The corporate seal of the Cooperative shall be in the form of a circle and shall have inscribed thereon the name of the Cooperative and the words “Corporate Seal of South Dakota.”

SECTION 39. Bonds.
Officers, agents or employees of the Cooperative shall give such bonds as the Board shall prescribe.

SECTION 40. Contracts.
Except as otherwise provided, the Board may authorize anyone to enter into any contract or execute and deliver any instrument in the name and on behalf of the Cooperative, and such authority may be general or confined to specific instances.

SECTION 41. Checks, Drafts, etc.
All checks, drafts or other order for the payment of money, and all notes, bonds or other evidences of indebtedness issued in the name of the Cooperative shall be signed as determined by the resolution of the Board.

SECTION 42. Change in Rates.
Written notice shall be given to the Administrator of the Rural Utilities Service of the United States of America not less than 90 days prior to the date upon which any proposed change in the monthly rates charged by the Cooperative for telecommunications services become effective.

SECTION 43. Fiscal Year.
The Cooperative shall begin on the 1st day of January of each year and shall end on the 31st day of December of the same year.

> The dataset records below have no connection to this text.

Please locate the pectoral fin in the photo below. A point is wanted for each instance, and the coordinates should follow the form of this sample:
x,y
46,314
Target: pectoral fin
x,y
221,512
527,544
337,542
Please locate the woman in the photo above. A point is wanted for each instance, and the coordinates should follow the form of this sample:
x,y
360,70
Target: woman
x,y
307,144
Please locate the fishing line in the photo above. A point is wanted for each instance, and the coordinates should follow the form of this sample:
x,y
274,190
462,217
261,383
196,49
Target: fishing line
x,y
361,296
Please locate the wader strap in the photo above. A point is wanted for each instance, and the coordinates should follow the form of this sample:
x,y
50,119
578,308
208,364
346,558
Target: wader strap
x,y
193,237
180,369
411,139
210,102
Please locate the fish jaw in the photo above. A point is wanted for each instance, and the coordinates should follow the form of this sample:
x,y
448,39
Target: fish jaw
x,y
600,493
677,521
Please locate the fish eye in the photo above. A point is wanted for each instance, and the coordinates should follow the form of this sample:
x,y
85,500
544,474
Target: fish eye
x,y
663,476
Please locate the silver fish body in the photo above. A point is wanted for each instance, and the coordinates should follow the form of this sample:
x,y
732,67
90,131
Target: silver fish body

SECTION 44. Membership in Other Organizations.
The Cooperative may upon the authorization of the Board purchase stock in or become a member of any corporation or organization organized on a profit or non-profit basis for the purpose of engaging in or furthering the cause of rural telephony and telecommunications services subject to the approval of the Administration of the Rural Utilities Service.

SECTION 45. Notice.
Unless otherwise provided, notice shall be given in writing, delivered either personally or by mail. If by mail, notice is given when deposited in the United States mail, with postage prepaid thereon, addressed to a person at his address as it appears on the records of the Cooperative, and failure of any person to receive notice so mailed shall not invalidate any action taken pursuant thereto; and a signed waiver is equivalent to personal notice to the person so signing; attendance at any meeting is a waiver of notice of such meeting except when it is for the express purpose of objecting to the transaction of business because the meeting was not lawfully convened. Notice shall usually be given by or at the direction of the Secretary, but may be given by anyone.

SECTION 46. Amendments.
These bylaws may be altered, amended, or repealed by a majority vote of the members voting at any regular of special meeting, provided the notice of such meeting shall have contained a copy of the proposed alteration, amendment or repeal, and provided further, that the members voting must be sufficient in number to constitute a quorum.